Proses blending di kilang, menurut Tri, melibatkan pencampuran berbagai komponen nafta untuk mencapai angka oktan (RON) yang diinginkan. Misalnya, Pertamax dihasilkan dari pencampuran nafta dengan RON tinggi (High Octane Mogas Komponen/HOMC) dan nafta dengan RON rendah, dengan komposisi tertentu untuk mencapai RON 92. Setelah pencampuran dan penambahan aditif, produk tersebut akan diuji untuk memastikan kepatuhan terhadap spesifikasi BPH Migas sebelum didistribusikan. Berbeda dengan Pertamax, Pertalite, yang umumnya langsung didistribusikan dari kilang setelah penambahan pewarna, mempunyai proses yang lebih sederhana.

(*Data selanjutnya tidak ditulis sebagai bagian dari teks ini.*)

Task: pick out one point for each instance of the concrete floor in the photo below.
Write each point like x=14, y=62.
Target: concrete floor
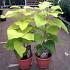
x=60, y=60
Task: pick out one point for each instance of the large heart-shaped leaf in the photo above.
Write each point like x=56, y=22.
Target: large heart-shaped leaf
x=23, y=25
x=44, y=5
x=19, y=48
x=54, y=8
x=57, y=22
x=28, y=36
x=38, y=38
x=53, y=30
x=14, y=34
x=50, y=45
x=39, y=20
x=12, y=14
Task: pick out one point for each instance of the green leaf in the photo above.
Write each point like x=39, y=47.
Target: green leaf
x=44, y=5
x=39, y=49
x=13, y=34
x=23, y=25
x=39, y=20
x=28, y=36
x=15, y=7
x=62, y=25
x=12, y=14
x=38, y=38
x=55, y=13
x=2, y=16
x=27, y=12
x=50, y=45
x=57, y=22
x=19, y=48
x=52, y=37
x=52, y=30
x=54, y=8
x=10, y=45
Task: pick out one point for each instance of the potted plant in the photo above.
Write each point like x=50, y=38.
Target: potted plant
x=35, y=24
x=46, y=35
x=20, y=37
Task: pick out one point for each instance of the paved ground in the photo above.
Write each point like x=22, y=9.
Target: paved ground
x=60, y=61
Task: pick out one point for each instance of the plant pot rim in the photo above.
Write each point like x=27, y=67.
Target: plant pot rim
x=25, y=59
x=43, y=58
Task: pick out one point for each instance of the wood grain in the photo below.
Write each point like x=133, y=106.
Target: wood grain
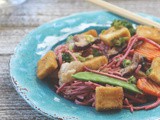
x=15, y=23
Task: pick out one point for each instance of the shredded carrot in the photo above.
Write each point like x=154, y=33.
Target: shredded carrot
x=149, y=87
x=148, y=50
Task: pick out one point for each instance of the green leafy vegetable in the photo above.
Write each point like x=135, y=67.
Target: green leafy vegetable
x=66, y=57
x=126, y=62
x=89, y=76
x=132, y=80
x=123, y=23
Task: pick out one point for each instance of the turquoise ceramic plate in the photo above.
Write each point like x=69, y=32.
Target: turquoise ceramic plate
x=41, y=96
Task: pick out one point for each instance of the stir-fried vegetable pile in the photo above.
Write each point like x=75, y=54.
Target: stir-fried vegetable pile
x=118, y=68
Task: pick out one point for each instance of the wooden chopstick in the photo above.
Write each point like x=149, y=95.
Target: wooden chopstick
x=125, y=13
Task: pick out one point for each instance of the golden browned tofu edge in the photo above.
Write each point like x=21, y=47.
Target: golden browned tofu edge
x=155, y=70
x=108, y=98
x=46, y=65
x=96, y=62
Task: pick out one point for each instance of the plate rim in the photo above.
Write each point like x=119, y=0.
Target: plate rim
x=13, y=80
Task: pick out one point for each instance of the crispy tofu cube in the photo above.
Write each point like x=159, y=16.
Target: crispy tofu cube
x=46, y=65
x=113, y=33
x=91, y=32
x=155, y=70
x=149, y=32
x=96, y=62
x=109, y=98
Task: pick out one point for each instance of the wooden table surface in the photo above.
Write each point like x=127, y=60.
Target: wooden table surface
x=16, y=23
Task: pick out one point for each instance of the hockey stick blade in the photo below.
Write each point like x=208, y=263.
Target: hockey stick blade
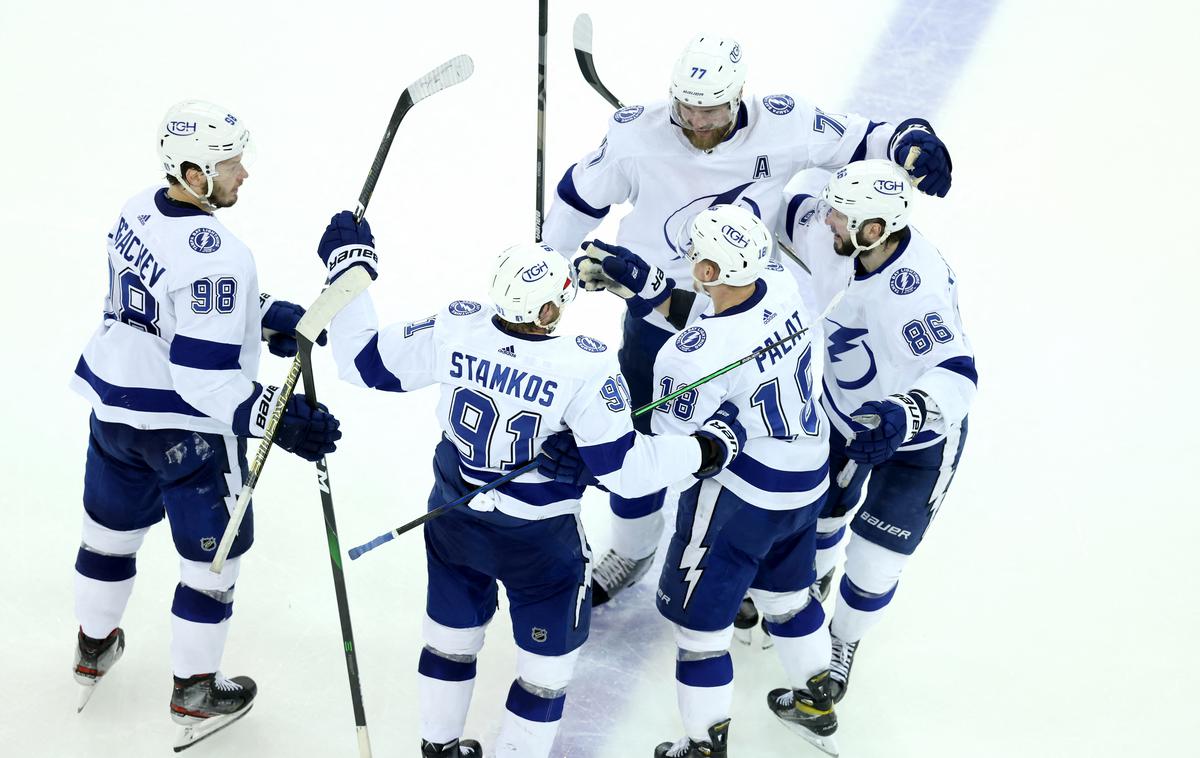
x=582, y=40
x=457, y=68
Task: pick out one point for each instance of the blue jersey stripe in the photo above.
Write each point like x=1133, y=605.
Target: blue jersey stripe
x=192, y=353
x=143, y=399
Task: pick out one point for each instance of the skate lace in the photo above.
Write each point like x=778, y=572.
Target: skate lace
x=613, y=570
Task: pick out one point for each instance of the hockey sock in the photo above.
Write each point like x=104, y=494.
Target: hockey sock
x=705, y=689
x=103, y=584
x=531, y=721
x=444, y=684
x=803, y=644
x=199, y=623
x=858, y=611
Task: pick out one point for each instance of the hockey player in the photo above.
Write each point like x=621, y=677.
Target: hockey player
x=507, y=385
x=171, y=379
x=754, y=524
x=709, y=143
x=898, y=358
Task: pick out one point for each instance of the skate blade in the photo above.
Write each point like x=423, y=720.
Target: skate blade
x=196, y=733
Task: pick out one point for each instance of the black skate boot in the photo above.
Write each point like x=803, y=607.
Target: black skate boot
x=616, y=573
x=94, y=657
x=808, y=713
x=454, y=749
x=839, y=667
x=207, y=703
x=715, y=746
x=820, y=588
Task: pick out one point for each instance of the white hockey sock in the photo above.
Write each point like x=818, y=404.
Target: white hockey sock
x=444, y=686
x=636, y=537
x=705, y=689
x=531, y=722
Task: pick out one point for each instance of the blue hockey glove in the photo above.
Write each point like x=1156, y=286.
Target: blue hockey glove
x=721, y=439
x=280, y=326
x=622, y=272
x=307, y=432
x=559, y=459
x=886, y=425
x=930, y=166
x=346, y=245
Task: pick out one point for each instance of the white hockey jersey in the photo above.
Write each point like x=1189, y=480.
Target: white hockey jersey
x=503, y=393
x=894, y=330
x=646, y=160
x=785, y=463
x=179, y=342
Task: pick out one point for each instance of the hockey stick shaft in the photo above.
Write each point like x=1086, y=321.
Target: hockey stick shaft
x=540, y=188
x=355, y=552
x=582, y=38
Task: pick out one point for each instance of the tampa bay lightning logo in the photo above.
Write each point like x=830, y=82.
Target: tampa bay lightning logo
x=852, y=368
x=779, y=104
x=591, y=344
x=691, y=338
x=677, y=228
x=905, y=281
x=204, y=240
x=628, y=114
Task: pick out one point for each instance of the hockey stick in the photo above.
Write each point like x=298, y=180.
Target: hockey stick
x=540, y=190
x=582, y=38
x=355, y=552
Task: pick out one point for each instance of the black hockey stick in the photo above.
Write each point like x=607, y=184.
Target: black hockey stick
x=587, y=65
x=355, y=552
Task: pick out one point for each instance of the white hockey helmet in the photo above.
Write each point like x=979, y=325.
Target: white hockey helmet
x=732, y=238
x=528, y=276
x=709, y=72
x=867, y=190
x=198, y=132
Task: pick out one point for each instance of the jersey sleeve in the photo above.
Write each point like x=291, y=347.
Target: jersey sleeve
x=628, y=463
x=585, y=193
x=395, y=359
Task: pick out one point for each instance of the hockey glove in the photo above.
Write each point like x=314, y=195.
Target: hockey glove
x=887, y=425
x=307, y=432
x=346, y=245
x=721, y=439
x=622, y=272
x=927, y=160
x=561, y=461
x=280, y=322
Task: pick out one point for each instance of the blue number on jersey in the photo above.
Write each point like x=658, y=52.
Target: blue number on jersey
x=473, y=417
x=922, y=334
x=767, y=398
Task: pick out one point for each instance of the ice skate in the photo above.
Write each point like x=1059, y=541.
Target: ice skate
x=616, y=573
x=94, y=657
x=808, y=713
x=207, y=703
x=715, y=746
x=839, y=667
x=454, y=749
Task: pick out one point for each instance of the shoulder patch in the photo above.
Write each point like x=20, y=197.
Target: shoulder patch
x=691, y=338
x=204, y=240
x=591, y=344
x=628, y=114
x=779, y=104
x=905, y=281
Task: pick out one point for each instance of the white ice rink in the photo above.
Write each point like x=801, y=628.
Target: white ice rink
x=1049, y=612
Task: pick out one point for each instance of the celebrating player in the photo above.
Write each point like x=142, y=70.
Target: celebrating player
x=507, y=385
x=897, y=359
x=169, y=374
x=708, y=144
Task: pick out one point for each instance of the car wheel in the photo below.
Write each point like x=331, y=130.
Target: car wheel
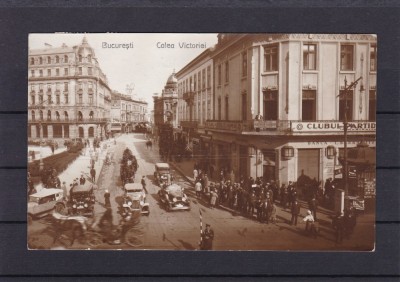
x=60, y=208
x=29, y=219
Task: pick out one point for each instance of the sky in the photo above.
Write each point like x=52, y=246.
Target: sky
x=146, y=66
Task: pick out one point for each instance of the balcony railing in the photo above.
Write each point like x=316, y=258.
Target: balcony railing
x=291, y=126
x=70, y=120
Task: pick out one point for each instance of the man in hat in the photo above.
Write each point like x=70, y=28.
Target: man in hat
x=207, y=238
x=107, y=201
x=308, y=219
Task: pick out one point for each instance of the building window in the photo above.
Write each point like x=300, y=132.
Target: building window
x=271, y=104
x=346, y=57
x=226, y=108
x=244, y=106
x=271, y=58
x=208, y=77
x=308, y=105
x=372, y=57
x=219, y=74
x=226, y=72
x=309, y=56
x=342, y=105
x=372, y=105
x=244, y=64
x=219, y=109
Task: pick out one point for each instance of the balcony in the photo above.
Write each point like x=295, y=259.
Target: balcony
x=189, y=124
x=292, y=127
x=70, y=121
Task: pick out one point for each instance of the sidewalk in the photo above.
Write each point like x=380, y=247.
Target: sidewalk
x=363, y=233
x=82, y=165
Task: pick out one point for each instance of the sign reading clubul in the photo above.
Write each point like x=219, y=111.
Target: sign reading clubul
x=181, y=45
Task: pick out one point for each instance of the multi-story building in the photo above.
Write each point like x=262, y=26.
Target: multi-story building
x=68, y=95
x=195, y=92
x=280, y=102
x=126, y=113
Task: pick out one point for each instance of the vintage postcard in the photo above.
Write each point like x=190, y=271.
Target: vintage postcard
x=202, y=141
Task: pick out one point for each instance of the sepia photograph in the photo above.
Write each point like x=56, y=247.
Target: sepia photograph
x=198, y=141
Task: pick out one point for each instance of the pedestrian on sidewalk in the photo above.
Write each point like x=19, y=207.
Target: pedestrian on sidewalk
x=295, y=213
x=143, y=182
x=107, y=196
x=198, y=188
x=93, y=174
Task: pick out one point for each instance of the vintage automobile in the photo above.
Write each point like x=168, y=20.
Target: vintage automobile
x=135, y=199
x=174, y=198
x=162, y=174
x=81, y=201
x=43, y=202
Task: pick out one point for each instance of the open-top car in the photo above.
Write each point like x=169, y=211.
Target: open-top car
x=162, y=174
x=135, y=198
x=43, y=202
x=81, y=201
x=174, y=198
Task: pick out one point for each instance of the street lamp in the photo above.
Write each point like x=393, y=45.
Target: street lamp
x=41, y=107
x=346, y=92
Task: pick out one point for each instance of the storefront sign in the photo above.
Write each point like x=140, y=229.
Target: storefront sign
x=333, y=126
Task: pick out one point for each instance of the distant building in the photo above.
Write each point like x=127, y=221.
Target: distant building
x=68, y=95
x=126, y=113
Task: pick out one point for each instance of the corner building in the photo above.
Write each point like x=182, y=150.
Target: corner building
x=296, y=82
x=68, y=95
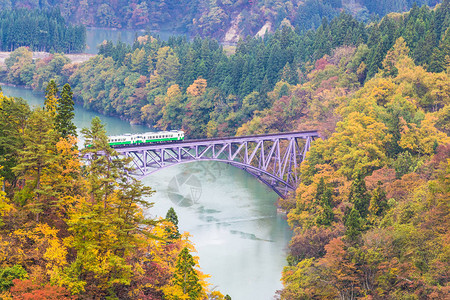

Namun, situasi menjadi berbeda ketika produksi kilang tidak cukup memenuhi kebutuhan nasional. Pada kasus seperti ini, impor BBM menjadi solusi. BBM impor, berbeda dengan produksi kilang, akan langsung didistribusikan ke depo, bukan ke kilang. Di depo inilah proses blending dapat terjadi, termasuk kemungkinan pencampuran Pertalite dengan HOMC untuk menghasilkan campuran yang dijual sebagai Pertamax. Hal ini, menurut Tri, tetap diawasi ketat oleh BPH Migas, dengan pengambilan sampel dan pengujian rutin untuk memastikan kualitas BBM yang beredar di pasaran. Meskipun proses pencampuran dapat dilakukan di depo, Tri menekankan bahwa hal ini tidak otomatis berarti produk akhir tidak memenuhi standar kualitas, selama pengawasan dan pengujian tetap berjalan.
Yang menjadi fokus Kejagung dalam kasus ini bukanlah kualitas BBM yang dihasilkan, melainkan dugaan korupsi dalam proses pencampuran dan penjualan BBM campuran tersebut. Perbedaan antara proses blending yang sah dan praktik pencampuran BBM yang diduga melanggar hukum terletak pada niat dan transparansi. Proses blending yang sah dilakukan untuk memenuhi standar kualitas dan kebutuhan pasar, sementara praktik yang diduga melanggar hukum dilakukan dengan tujuan untuk memperkaya diri dan merugikan negara. Kejagung kini tengah menyelidiki dugaan tersebut, memastikan tidak hanya kualitas produk yang terjamin, namun juga kepatuhan terhadap regulasi dan etika bisnis.
Kasus ini menyoroti pentingnya pengawasan yang ketat terhadap seluruh rantai pasok BBM, dari kilang hingga ke konsumen, agar praktik-praktik yang merugikan negara dapat dihindari. Selain itu, pentingnya pemahaman publik terhadap proses pengolahan BBM diharapkan dapat mencegah penyebaran informasi yang menyesatkan dan menimbulkan kepanikan. Keterbukaan informasi dari pihak berwenang dan industri akan sangat membantu dalam memastikan kepercayaan publik terhadap kualitas dan keamanan BBM yang dikonsumsi.